[bpf-next,3/6] bpf, net, frags: Add bpf_ip_check_defrag() kfunc
Commit Message
This kfunc is used to defragment IPv4 packets. The idea is that if you
see a fragmented packet, you call this kfunc. If the kfunc returns 0,
then the skb has been updated to contain the entire reassembled packet.
If the kfunc returns an error (most likely -EINPROGRESS), then it means
the skb is part of a yet-incomplete original packet. A reasonable
response to -EINPROGRESS is to drop the packet, as the ip defrag
infrastructure is already hanging onto the frag for future reassembly.
Care has been taken to ensure the prog skb remains valid no matter what
the underlying ip_check_defrag() call does. This is in contrast to
ip_defrag(), which may consume the skb if the skb is part of a
yet-incomplete original packet.
So far this kfunc is only callable from TC clsact progs.
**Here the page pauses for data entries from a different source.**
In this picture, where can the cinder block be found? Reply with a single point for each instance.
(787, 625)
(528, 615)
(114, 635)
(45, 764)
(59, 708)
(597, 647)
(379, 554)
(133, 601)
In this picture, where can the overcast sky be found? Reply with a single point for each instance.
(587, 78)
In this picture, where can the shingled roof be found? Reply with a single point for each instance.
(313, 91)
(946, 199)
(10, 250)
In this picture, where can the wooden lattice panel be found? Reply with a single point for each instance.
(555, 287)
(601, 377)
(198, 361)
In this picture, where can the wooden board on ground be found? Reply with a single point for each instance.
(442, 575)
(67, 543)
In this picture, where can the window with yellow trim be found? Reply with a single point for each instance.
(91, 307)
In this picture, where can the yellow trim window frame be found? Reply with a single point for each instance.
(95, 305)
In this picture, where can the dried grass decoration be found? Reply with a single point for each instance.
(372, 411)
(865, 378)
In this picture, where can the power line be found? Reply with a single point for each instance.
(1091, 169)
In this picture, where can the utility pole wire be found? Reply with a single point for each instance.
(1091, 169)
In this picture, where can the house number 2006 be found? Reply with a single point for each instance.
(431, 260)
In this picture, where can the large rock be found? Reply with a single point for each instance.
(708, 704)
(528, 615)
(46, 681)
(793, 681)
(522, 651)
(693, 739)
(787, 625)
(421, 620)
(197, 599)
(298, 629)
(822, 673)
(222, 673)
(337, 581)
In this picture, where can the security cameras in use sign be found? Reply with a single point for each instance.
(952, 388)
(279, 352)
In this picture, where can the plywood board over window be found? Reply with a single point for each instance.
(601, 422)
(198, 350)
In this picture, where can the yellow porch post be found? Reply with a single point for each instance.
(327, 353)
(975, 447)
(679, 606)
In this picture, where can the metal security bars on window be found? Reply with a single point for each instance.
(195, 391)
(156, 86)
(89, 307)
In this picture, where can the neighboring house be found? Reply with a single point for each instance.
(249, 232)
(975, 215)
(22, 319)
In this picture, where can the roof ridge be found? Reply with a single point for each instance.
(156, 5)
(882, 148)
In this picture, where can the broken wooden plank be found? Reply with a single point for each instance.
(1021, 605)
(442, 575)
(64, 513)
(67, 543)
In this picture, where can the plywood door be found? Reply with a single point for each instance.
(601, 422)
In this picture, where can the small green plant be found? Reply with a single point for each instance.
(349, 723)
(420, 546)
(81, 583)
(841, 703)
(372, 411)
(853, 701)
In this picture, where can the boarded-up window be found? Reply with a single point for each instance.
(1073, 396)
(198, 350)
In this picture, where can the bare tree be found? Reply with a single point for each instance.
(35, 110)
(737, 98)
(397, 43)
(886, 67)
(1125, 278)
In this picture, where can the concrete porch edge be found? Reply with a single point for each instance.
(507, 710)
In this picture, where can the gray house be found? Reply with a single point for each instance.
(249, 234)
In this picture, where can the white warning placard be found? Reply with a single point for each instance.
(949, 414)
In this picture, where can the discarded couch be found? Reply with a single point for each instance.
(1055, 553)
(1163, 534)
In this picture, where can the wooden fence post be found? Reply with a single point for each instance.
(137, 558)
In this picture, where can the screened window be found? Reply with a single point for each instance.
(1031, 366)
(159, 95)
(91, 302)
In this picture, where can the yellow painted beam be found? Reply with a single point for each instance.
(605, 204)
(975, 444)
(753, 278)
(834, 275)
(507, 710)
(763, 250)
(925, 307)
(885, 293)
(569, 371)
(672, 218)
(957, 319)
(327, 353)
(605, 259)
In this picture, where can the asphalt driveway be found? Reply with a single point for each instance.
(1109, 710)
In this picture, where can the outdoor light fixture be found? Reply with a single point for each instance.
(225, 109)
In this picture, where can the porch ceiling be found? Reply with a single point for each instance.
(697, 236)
Signed-off-by: Daniel Xu <dxu@dxuuu.xyz>
---
include/net/ip.h | 11 +++++
net/ipv4/Makefile | 1 +
net/ipv4/ip_fragment.c | 2 +
net/ipv4/ip_fragment_bpf.c | 98 ++++++++++++++++++++++++++++++++++++++
4 files changed, 112 insertions(+)
create mode 100644 net/ipv4/ip_fragment_bpf.c
Comments
Hi Daniel,
Thanks for working on this!
On 12/15/22 12:25 AM, Daniel Xu wrote:
[...]
> +#include <linux/bpf.h>
> +#include <linux/btf_ids.h>
> +#include <linux/ip.h>
> +#include <linux/filter.h>
> +#include <linux/netdevice.h>
> +#include <net/ip.h>
> +#include <net/sock.h>
> +
> +__diag_push();
> +__diag_ignore_all("-Wmissing-prototypes",
> + "Global functions as their definitions will be in ip_fragment BTF");
> +
> +/* bpf_ip_check_defrag - Defragment an ipv4 packet
> + *
> + * This helper takes an skb as input. If this skb successfully reassembles
> + * the original packet, the skb is updated to contain the original, reassembled
> + * packet.
> + *
> + * Otherwise (on error or incomplete reassembly), the input skb remains
> + * unmodified.
> + *
> + * Parameters:
> + * @ctx - Pointer to program context (skb)
> + * @netns - Child network namespace id. If value is a negative signed
> + * 32-bit integer, the netns of the device in the skb is used.
> + *
> + * Return:
> + * 0 on successfully reassembly or non-fragmented packet. Negative value on
> + * error or incomplete reassembly.
> + */
> +int bpf_ip_check_defrag(struct __sk_buff *ctx, u64 netns)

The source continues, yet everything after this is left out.